OTTAWA – Prime Minister Stephen Harper led a spirited defence of beleaguered former minister Peter Penashue’s re-election campaign Tuesday calling the ex-intergovernmental affairs minister “the best member of Parliament Labrador has ever had.”
Penashue was compelled to quit his post last week after Elections Canada revealed records showing his 2011 campaign had received 28 illegal contributions. He later had to pay taxpayers nearly $48,000.
Despite admissions of wrongdoing by his campaign, Penashue will be running again in a byelection that has not yet been set, but the campaign was in full flight on the floor of the Commons Tuesday.
The Conservatives tried to sell his candidacy by emphasizing the torrent of federal investment that has been pumped into Labrador since Penashue was first elected in 2011 while the opposition NDP and Liberals hammered away at the circumstances that prompted his departure.
Opposition leader Thomas Mulcair wondered why a prime minister who was elected on a promise to clean up Ottawa’s ethical lapses would allow Penashue to run again.
“If Penashue did nothing wrong, why did he resign? If he did something wrong, why is the prime minister allowing him to run again?”
Mulcair pointed out that Elections Canada’s investigation of Penashue’s campaign has not been completed despite the full-throttle pace of the former minister’s re-election campaign.
He asked Harper to allow Elections Canada to finish its investigation of Penashue’s campaign before the upcoming byelection in Labrador.
“Is it that he’s afraid of what other illegal activities might come to light?”
Penashue was the Conservative government’s lone MP from Newfoundland and Labrador after emerging as a surprise victor over the Liberals in the vast riding by a mere 79 votes.

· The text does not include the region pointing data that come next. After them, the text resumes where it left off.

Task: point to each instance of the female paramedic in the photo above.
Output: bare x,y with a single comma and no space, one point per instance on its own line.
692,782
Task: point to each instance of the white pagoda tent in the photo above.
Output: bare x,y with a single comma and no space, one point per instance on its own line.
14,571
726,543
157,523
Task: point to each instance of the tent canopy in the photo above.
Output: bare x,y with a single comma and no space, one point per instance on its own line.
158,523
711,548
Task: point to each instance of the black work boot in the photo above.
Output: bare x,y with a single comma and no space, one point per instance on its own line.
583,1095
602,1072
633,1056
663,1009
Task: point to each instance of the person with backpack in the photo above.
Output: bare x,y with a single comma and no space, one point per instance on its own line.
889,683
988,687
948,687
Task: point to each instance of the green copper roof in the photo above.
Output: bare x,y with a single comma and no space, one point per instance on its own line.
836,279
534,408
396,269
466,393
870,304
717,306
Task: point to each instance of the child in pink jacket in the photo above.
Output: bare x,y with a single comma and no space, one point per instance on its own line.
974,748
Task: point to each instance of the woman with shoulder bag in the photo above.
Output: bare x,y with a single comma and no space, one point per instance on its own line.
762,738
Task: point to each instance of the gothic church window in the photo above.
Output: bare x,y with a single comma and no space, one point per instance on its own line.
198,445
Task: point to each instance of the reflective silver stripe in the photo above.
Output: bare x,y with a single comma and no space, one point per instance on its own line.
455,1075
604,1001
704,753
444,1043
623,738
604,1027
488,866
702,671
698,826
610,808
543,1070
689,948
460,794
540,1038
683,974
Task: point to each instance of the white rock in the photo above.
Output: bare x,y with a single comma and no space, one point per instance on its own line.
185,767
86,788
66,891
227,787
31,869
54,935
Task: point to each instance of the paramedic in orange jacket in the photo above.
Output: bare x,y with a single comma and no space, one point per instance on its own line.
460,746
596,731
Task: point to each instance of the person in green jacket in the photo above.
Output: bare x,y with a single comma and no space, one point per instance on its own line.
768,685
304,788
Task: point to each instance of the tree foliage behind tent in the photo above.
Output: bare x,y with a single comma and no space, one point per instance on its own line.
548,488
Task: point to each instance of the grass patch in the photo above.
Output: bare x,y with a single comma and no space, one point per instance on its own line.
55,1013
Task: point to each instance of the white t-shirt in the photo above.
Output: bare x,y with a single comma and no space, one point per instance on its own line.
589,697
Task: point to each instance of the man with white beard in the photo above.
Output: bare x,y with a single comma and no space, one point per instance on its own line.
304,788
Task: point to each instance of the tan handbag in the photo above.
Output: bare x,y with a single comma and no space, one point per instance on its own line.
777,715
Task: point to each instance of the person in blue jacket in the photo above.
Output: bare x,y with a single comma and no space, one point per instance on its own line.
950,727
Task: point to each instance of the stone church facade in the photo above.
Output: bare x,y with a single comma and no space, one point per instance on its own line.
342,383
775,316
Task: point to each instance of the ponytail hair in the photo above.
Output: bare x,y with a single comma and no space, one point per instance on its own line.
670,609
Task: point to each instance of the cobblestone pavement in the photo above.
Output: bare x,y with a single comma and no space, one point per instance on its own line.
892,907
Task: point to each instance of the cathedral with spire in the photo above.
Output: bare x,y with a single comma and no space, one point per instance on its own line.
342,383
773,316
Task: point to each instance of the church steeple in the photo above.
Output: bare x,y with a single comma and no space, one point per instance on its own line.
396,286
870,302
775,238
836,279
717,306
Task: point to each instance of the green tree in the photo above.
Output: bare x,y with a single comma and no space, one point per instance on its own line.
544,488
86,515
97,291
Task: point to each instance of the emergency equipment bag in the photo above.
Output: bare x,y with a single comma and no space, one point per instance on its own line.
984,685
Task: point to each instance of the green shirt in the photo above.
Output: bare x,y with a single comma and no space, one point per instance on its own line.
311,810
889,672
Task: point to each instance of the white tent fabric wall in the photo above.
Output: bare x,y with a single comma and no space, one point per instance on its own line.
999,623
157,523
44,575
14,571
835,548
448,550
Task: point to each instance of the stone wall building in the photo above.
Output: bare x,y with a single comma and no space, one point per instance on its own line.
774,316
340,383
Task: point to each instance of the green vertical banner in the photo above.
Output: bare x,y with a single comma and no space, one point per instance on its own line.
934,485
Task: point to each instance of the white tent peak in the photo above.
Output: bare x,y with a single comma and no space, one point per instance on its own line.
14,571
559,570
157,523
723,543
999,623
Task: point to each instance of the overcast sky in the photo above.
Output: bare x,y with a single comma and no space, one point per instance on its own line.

Harper attempted to make a virtue of Penashue’s decision to step down and face the electorate.
“Mr. Penashue has done the right thing under difficult circumstances and he is prepared to take his record and be accountable to the people of Labrador.”
Penashue quit his post as minister of intergovernmental affairs after admitting his campaign accepted donations exceeding campaign laws that were taken in by an “inexperienced volunteer.” He insisted he did so unwittingly.
He later had to pay the Receiver General nearly $48,000. Candidates in this position have a choice of either paying back the ineligible donors or paying the ineligible amount to the treasury. “The prime minister is refusing to admit that his member of parliament broke the law,” said interim Liberal leader Bob Rae.
The Conservatives shot back by listing Penashue’s support for the Muskrat Falls hydroelectric project in Central Labrador, paving the trans-Labrador highway and his defence of the seal hunt.